Word is… but you didn't hear it here 🤫
Man alive, Sam’s right about the Veriff hell—18 % batch false positives at $0.57 still sounds like a joke compared to the downstream ticket avalanche that comes after, but the real kicker is the Curacao real-time sanctions clause turning every $100 into a compliance ticking bomb. We onboard in São Tomé under that same clause and last month alone our sanctions queue backed up for 53 minutes because the Jakarta API confused ‘Sanctions’ with ‘Sanctionsville, Delaware’ just like ROILab said—meanwhile our chargeback guy is drowning in grandmas from Gdańsk with ‘this was my daughter’s card’ emails while the affiliates scream about FTDs.
What’s the point of shaving two cents off the vendor fee when the license turns every hiccup into a rolling reserve black hole?
New to this, soaking it up.
classic’s numbers are pretty, but when your sanctions queue runs longer than a lisbon ferry crossing because jakarta’s tls cert died at 3am and veriff’s batch just kept spewing gdansk grandmas onto the compliance floor, sixty-three cents feels like a parking ticket compared to the thirty-grand chargeback that lands the same morning ah well, we'll see
Launched a few, lost money on more 😉
Can’t let that Jakarta TLS meltdown piece slide—did you actually reroute every ticket to Jumio and still land a 11 % FTD loss while you waited for the re-screen?
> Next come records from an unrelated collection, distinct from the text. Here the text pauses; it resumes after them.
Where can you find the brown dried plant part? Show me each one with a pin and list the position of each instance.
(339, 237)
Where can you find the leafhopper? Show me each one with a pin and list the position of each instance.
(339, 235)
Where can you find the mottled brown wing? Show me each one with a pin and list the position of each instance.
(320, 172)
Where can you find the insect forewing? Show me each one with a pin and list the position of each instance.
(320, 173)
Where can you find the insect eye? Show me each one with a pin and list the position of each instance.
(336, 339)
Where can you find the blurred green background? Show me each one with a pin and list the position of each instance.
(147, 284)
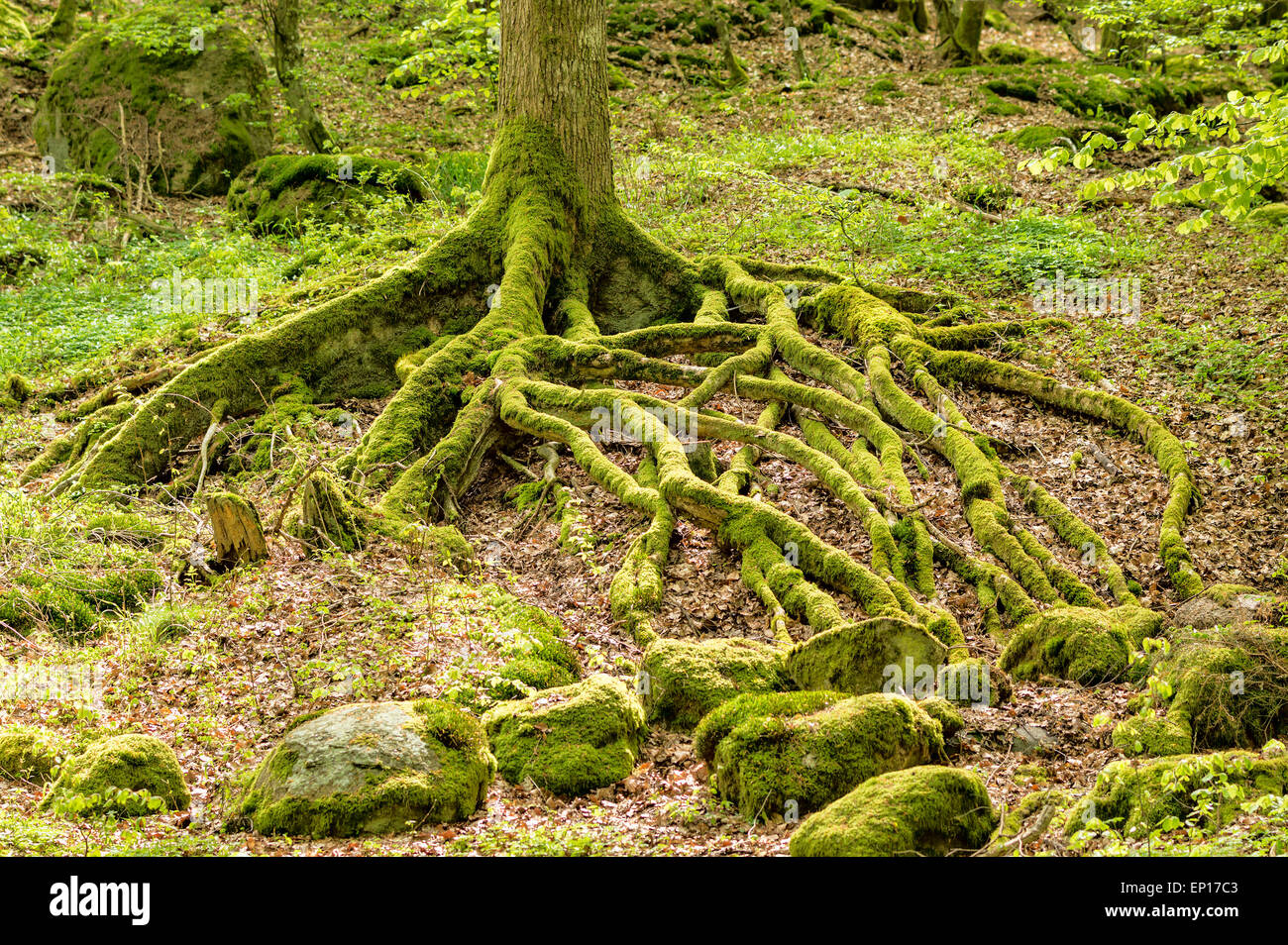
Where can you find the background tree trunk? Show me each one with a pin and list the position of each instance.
(554, 69)
(958, 29)
(282, 22)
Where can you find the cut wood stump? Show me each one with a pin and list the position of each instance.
(239, 536)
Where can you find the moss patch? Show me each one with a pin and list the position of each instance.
(29, 753)
(774, 765)
(114, 773)
(917, 811)
(372, 768)
(1080, 644)
(724, 718)
(681, 682)
(571, 739)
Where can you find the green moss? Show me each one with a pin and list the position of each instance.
(1155, 735)
(1228, 685)
(726, 716)
(1134, 795)
(681, 680)
(1013, 88)
(1081, 644)
(858, 657)
(207, 110)
(16, 387)
(917, 811)
(29, 753)
(305, 788)
(117, 764)
(532, 673)
(570, 739)
(764, 764)
(284, 193)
Because we did the opposite: left the stream on Sumsub even with its six-second lag, fed the API straight into our sanctions triage queue, and watched the Jakarta outage become a rounding error while the Veriff batch false positives stayed stubbornly north of 17 % regardless. Your chargeback spike hit 4.2 %—ours never broke 0.8 % that week because the only grandmas we saw were real customers holding liveness checks. Six-second latency is a vendor spec; a 38-minute outage is a licence clause written by someone who last upgraded a firewall in 2011. So ask yourself: is the licence doing you any favours, or just charging you fifty-seven cents every time it chokes on Delaware place names?
Receipts first, conclusions after.
That 2023 Curacao clause didn’t just drop a compliance rock on the floor—it rolled straight through the payments stack like a bowling ball with the pins still standing. The banality of evil here is the false-positive feeding frenzy: in practice, every ID provider’s batch mode becomes a compliance sieve when the license demands real-time sanctions for every $100 deposit. I’ve watched Sumsub’s API flag a Bangkok crypto exchange’s legit payout queue because “Sanctionsville, Delaware” matched a partial match in a bank name; the ticket then spent 23 minutes in manual review while our chargeback ratio on that corridor doubled—zero correlation to actual risk, pure string-matching noise. The license treats your ledger like a courtroom exhibit, yet no vendor can write a regex that distinguishes between a sanctioned street and a bank branch in Delaware. That’s the hidden tax nobody runs in the unit economics: the compliance queue grows faster than the GGR you’re trying to protect, and fifty-seven cents looks cheap until the Jakarta firewall goes AWOL and your rolling reserve doubles overnight because the sanctions triage queue froze for twenty-two minutes.
Unit economics > vibes.
So is it really about the sixty cents or is it about the Curacao clause turning every API lag into a rolling reserve nightmare that swallows your NGR whole? Jakarta firewalls, Sanctionsville typos in bank names, Veriff’s grandmas—somebody’s backend can’t keep up with somebody else’s spreadsheet magic, and suddenly your thirty-grand chargeback gets logged under "miscellaneous"? At this point, isn’t the license just an invisible compliance tax that hits faster than our chargeback guys can type? How many more Jakarta-style outages before we start calling the real-time clause what it is—a gift to the vendors who laugh last when our GGR drowns in fifty-seven-cent decisions?